The kickoff of “The Poetry of Home” features our current Poet Laureate, Joy Harjo, and her poem “Perhaps the World Ends Here,” and will continue with Robert Pinsky on April 17, Juan Felipe Herrera on April 24, and Natasha Trethewey on May 1.

I have to give credit to everyone at The Washington Post for pulling off the production of the video, and launching of the series, in less than three weeks! And I want to thank Joy and our other participating laureates for helping remind us how poems can and do help in times of crisis.

Joy’s video begins with an image of a laptop on a kitchen table, with her on the screen from her studio in Tulsa, OK—reminding us how we are now connecting to friends and family virtually.
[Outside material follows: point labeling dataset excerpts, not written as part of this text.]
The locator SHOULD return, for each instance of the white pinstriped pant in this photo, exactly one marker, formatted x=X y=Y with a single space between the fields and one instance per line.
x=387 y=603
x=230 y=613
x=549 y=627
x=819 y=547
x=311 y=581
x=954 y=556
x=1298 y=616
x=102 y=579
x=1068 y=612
She says, “The very early years of my growing up were the best, because my parents were there—and we had a kitchen table.” She brings up the connection between food and stories, which leads her to how she began the featured poem: with the line “The world begins at a kitchen table.”

Ultimately, Joy brings up the COVID-19 coronavirus pandemic and talks about American society being on “the precipice of change” even before the pandemic hit. For her, this crisis points out our country’s state as a “home divided”—a state we cannot be happy in. Instead, we should all be “around the kitchen table” with our differences. And she gives the example of having classrooms with students from all over the world, connecting through poetry, good stories, and good food.

The video closes with a beautiful animation of her poem, which ends:

Perhaps the world will end at the kitchen table, while we are laughing and crying, eating of the last sweet bite.

This could not be a better way to start this series. I know you will find it as moving as I did, and I hope you join me in watching all of the videos in “The Poetry of Home.”